I’ve watched my Landlady’s son – Paul – grow up from a boy into a teenage in the past six years I have lived there. I’ve seen his limbs elongate, seen him grow lanky, his voice break, his dressing change. Sometimes I run into him as he waits for his school bus outside the gate as I go for my run. (He attends Saints.) We share quick hallos, him in his deep pubescent voice. I have also seen how his dad relates to him. I noticed that when he comes back from work, he hands him the keys and he reverses this car into this garage like space. And I admire that because it shows trust, that his dad treats him almost like a man.
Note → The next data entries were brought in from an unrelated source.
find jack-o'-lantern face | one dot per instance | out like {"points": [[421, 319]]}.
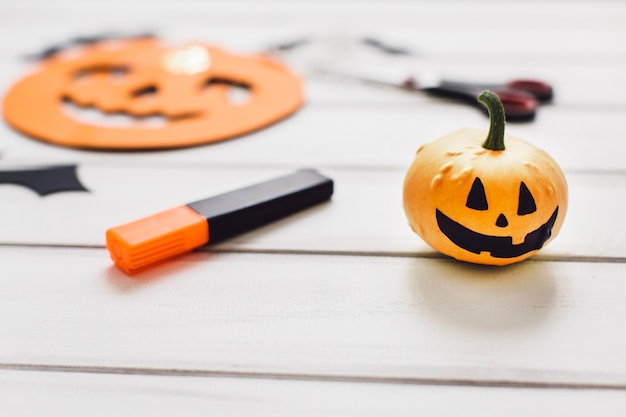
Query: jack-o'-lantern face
{"points": [[172, 96], [497, 239], [484, 206]]}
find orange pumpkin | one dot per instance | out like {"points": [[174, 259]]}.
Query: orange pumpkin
{"points": [[186, 88], [481, 202]]}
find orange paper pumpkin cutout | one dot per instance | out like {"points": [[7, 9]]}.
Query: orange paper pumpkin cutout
{"points": [[185, 89]]}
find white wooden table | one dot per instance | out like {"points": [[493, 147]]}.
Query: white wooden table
{"points": [[341, 309]]}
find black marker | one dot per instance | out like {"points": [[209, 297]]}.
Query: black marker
{"points": [[137, 245]]}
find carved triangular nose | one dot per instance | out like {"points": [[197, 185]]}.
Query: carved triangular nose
{"points": [[502, 221]]}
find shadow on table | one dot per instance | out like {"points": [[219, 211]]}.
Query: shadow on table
{"points": [[485, 298]]}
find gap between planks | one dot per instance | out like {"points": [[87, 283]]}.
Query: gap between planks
{"points": [[172, 372], [199, 254]]}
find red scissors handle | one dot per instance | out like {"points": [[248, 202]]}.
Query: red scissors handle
{"points": [[520, 98]]}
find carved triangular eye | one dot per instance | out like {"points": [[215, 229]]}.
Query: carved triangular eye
{"points": [[526, 203], [477, 199]]}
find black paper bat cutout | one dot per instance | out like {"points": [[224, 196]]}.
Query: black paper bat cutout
{"points": [[44, 180], [83, 40]]}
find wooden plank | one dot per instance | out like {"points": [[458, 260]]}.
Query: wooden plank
{"points": [[394, 319], [364, 216], [105, 395], [528, 29], [377, 137]]}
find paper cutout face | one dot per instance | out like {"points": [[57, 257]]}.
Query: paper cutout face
{"points": [[186, 90]]}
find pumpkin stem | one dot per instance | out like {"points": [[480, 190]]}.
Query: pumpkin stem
{"points": [[497, 120]]}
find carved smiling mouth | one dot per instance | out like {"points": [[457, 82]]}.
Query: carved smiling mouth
{"points": [[498, 246]]}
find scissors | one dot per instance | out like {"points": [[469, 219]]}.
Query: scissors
{"points": [[521, 97]]}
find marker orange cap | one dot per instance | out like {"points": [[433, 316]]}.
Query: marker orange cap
{"points": [[137, 245]]}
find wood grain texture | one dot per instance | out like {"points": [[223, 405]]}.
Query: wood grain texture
{"points": [[330, 316], [365, 214], [339, 310], [106, 395]]}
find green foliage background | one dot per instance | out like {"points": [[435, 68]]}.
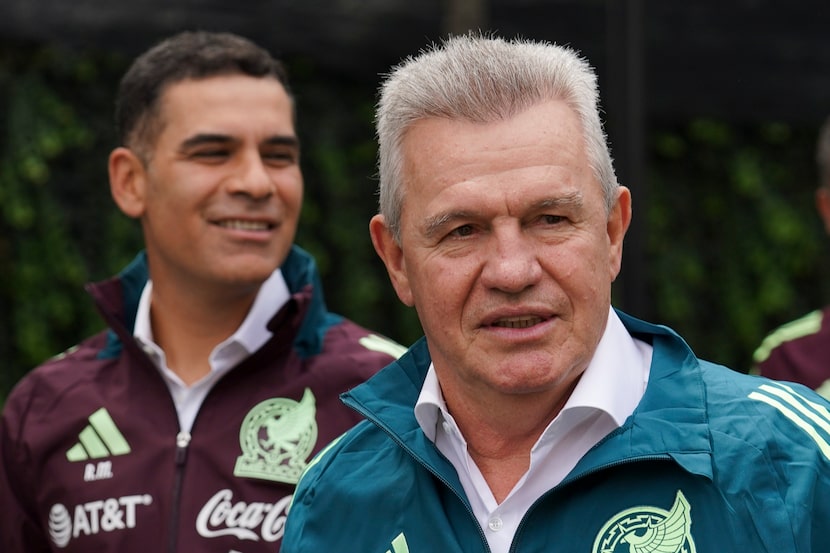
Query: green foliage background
{"points": [[733, 244]]}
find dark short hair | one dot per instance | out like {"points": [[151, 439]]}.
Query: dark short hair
{"points": [[823, 154], [186, 55]]}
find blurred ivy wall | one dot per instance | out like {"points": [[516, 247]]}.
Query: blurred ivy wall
{"points": [[733, 243]]}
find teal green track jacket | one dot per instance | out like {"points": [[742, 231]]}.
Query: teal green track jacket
{"points": [[712, 460]]}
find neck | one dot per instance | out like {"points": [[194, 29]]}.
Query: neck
{"points": [[500, 434], [188, 326]]}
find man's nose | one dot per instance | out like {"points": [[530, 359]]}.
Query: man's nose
{"points": [[252, 178], [512, 263]]}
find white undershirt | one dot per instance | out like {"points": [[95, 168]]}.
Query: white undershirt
{"points": [[249, 337], [606, 394]]}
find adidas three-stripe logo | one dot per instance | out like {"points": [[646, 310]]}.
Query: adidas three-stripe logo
{"points": [[811, 417], [101, 438], [399, 545]]}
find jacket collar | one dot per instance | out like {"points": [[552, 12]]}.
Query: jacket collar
{"points": [[304, 318], [670, 421]]}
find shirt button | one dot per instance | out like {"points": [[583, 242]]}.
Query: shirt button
{"points": [[495, 524]]}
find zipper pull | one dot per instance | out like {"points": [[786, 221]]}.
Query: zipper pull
{"points": [[182, 441]]}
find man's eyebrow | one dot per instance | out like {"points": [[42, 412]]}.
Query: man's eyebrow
{"points": [[216, 138], [206, 138], [282, 140], [570, 200], [433, 225]]}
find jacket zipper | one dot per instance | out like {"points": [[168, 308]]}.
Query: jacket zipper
{"points": [[182, 443]]}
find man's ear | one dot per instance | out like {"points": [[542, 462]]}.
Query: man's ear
{"points": [[823, 205], [392, 255], [618, 222], [127, 181]]}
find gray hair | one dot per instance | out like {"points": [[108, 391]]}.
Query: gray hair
{"points": [[823, 154], [484, 79]]}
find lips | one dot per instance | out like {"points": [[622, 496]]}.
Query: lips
{"points": [[239, 224], [518, 322]]}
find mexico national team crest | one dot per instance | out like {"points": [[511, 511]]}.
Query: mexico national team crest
{"points": [[648, 530], [277, 437]]}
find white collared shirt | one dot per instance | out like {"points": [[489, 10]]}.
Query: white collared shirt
{"points": [[606, 394], [249, 337]]}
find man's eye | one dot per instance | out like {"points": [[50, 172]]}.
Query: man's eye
{"points": [[280, 157], [211, 154], [462, 231], [552, 219]]}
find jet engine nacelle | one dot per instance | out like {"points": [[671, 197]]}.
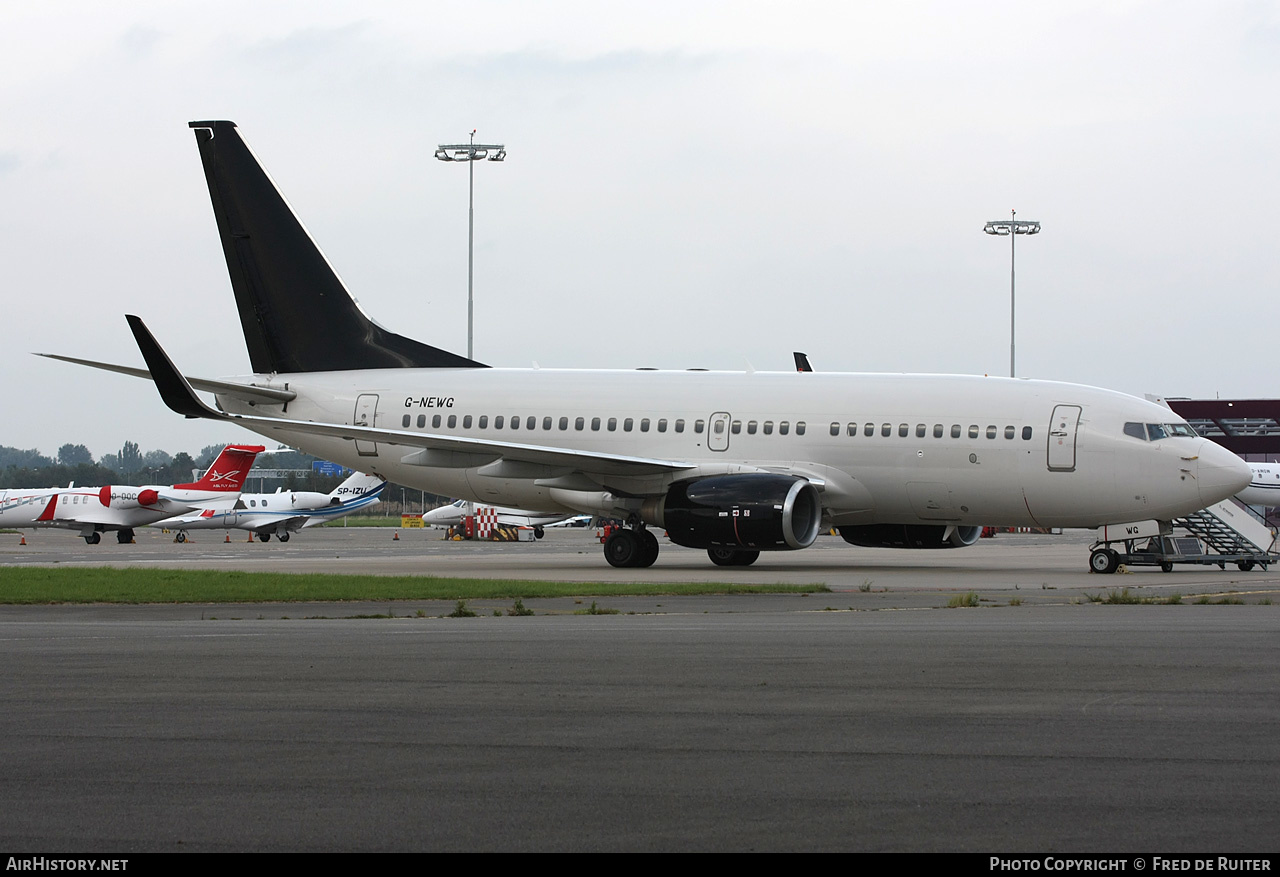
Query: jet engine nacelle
{"points": [[118, 496], [755, 511], [910, 535]]}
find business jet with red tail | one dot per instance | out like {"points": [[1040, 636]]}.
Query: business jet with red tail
{"points": [[734, 464], [280, 514], [95, 511]]}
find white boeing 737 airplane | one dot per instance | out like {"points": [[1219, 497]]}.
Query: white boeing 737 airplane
{"points": [[283, 512], [1264, 488], [730, 462], [122, 507]]}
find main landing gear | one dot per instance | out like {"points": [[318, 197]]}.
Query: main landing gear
{"points": [[631, 548], [732, 556]]}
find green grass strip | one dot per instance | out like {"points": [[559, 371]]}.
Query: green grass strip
{"points": [[37, 584]]}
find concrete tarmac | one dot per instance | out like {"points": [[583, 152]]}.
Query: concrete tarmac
{"points": [[868, 718]]}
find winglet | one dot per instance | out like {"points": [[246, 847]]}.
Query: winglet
{"points": [[174, 389]]}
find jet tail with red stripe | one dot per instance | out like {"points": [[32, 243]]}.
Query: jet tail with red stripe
{"points": [[228, 471]]}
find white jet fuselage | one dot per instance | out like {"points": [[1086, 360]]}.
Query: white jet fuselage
{"points": [[882, 448]]}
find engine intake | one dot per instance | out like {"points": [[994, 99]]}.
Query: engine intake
{"points": [[910, 535], [757, 511], [127, 497]]}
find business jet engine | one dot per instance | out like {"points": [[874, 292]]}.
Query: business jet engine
{"points": [[755, 511], [118, 496], [910, 535]]}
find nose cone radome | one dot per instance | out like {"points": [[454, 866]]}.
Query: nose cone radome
{"points": [[1220, 473]]}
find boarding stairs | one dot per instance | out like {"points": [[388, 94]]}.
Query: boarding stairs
{"points": [[1230, 529]]}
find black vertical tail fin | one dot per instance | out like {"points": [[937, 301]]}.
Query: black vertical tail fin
{"points": [[296, 313]]}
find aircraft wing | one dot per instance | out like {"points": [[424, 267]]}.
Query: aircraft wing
{"points": [[429, 448]]}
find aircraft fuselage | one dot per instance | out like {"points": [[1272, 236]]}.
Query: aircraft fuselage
{"points": [[883, 448]]}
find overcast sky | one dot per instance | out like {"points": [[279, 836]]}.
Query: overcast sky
{"points": [[686, 185]]}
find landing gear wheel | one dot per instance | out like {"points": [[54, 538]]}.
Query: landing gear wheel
{"points": [[621, 548], [1104, 561], [648, 548], [732, 557]]}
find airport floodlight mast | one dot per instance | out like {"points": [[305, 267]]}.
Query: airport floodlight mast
{"points": [[1013, 227], [470, 152]]}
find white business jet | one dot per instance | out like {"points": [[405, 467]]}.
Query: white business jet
{"points": [[283, 512], [95, 511]]}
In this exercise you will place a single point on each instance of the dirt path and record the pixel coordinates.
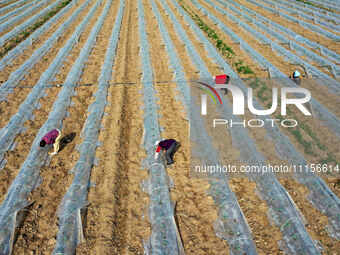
(293, 26)
(317, 133)
(319, 92)
(116, 219)
(38, 232)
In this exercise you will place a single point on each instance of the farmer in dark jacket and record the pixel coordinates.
(52, 137)
(222, 79)
(170, 146)
(296, 77)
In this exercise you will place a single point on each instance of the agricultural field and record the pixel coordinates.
(115, 76)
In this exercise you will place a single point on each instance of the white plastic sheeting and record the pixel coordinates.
(70, 225)
(28, 178)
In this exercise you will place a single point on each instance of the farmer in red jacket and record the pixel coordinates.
(52, 137)
(170, 146)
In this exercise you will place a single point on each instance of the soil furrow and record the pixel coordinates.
(9, 108)
(116, 219)
(16, 157)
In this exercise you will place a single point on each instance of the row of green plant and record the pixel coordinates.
(222, 47)
(24, 34)
(264, 94)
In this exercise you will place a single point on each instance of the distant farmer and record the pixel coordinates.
(170, 146)
(222, 79)
(52, 137)
(296, 77)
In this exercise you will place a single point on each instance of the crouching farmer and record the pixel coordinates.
(52, 137)
(296, 77)
(170, 146)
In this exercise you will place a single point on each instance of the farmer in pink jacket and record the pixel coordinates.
(52, 137)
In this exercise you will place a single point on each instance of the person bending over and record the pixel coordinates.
(52, 137)
(170, 146)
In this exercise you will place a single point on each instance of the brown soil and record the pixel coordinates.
(116, 222)
(31, 78)
(294, 27)
(16, 158)
(38, 232)
(267, 148)
(195, 210)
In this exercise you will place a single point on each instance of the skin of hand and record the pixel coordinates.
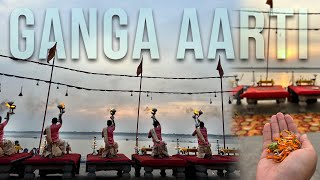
(299, 165)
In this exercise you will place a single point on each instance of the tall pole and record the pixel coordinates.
(137, 131)
(45, 112)
(292, 78)
(268, 45)
(224, 138)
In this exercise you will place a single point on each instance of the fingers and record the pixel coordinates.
(274, 127)
(266, 135)
(282, 122)
(305, 142)
(266, 139)
(291, 125)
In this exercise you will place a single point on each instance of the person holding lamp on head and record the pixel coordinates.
(55, 146)
(7, 147)
(204, 147)
(159, 148)
(111, 147)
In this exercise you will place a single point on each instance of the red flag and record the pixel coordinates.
(52, 52)
(219, 68)
(270, 3)
(139, 69)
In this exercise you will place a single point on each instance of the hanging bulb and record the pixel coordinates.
(21, 92)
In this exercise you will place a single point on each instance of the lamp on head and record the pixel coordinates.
(154, 111)
(11, 107)
(113, 111)
(61, 107)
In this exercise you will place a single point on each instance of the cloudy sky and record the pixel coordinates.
(88, 111)
(292, 37)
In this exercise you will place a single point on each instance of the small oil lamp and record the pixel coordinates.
(61, 108)
(11, 107)
(196, 116)
(153, 112)
(112, 112)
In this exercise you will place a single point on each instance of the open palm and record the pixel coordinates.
(300, 164)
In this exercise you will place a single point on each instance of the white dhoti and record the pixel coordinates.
(204, 151)
(159, 148)
(53, 149)
(110, 150)
(7, 148)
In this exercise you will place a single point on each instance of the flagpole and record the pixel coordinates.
(45, 112)
(224, 138)
(268, 45)
(137, 131)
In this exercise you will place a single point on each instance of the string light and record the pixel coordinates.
(275, 12)
(119, 75)
(21, 92)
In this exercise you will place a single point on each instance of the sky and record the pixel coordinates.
(292, 37)
(89, 111)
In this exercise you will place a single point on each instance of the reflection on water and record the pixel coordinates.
(82, 142)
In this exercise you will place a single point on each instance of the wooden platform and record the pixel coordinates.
(236, 92)
(68, 165)
(258, 93)
(177, 165)
(12, 165)
(121, 163)
(304, 95)
(197, 167)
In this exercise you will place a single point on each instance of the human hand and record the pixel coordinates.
(300, 164)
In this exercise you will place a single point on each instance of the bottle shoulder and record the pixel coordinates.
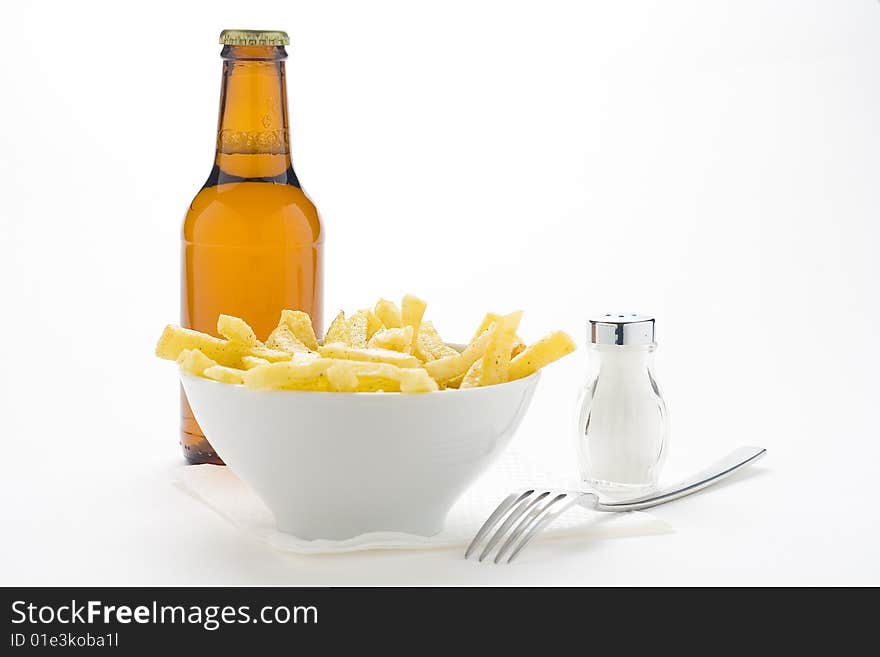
(252, 212)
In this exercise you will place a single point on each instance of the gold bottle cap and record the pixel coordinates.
(254, 38)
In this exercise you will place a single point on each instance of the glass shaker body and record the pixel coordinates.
(623, 426)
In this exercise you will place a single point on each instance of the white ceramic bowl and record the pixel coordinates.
(335, 465)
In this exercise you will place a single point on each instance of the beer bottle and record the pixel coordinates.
(252, 240)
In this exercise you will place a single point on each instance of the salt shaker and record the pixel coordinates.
(623, 427)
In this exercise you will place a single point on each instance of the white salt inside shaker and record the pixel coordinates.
(623, 428)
And I’m always tempted to ask him what he likes about his father when I run into him those very early mornings but he’s a teenager and you never quite know what mood they are in.
Most of our fathers raised us remotely. That was their way. The times then dictated that. I think now things are different. We need to talk to these boys. Make them our pals without them thinking they can smoke before us. They should be able to tell us what they can’t tell their mothers. They should be able to see us as allies. And as the men they want to be. Sons should be able to say, “If only I was half the man my father is…”
You have to pass through a dungeon to get there, I guess. Because I interview many big-shots who are over 50, I find myself asking them about fatherhood and I realise that nobody really has a template to raise boys. Men just do the best they deem right because at the end of it all, it will be so hard to see how your son turned out – badly or well – and pretend that it isn’t a reflection of who you are.
Here is what I love about Kim. When his diaper is being changed, (I can count you the number of times I have changed his diaper, less than five. I hear chaps out there have really taken this diaper-changing thing seriously.) he normally has this thing where he immediately reaches out and grabs his jewels. Like he’s shooting a musical video in the Bronx. Like he is so blessed he just can’t believe it. I find it extremely hilarious. But it fills me with pride because that’s something that we guys do when we just chilling at home, you reach out absentmindedly and slip your hands in your peejays. Nothing says “guy” more than that.
This is to all men out there raising boys. Salut.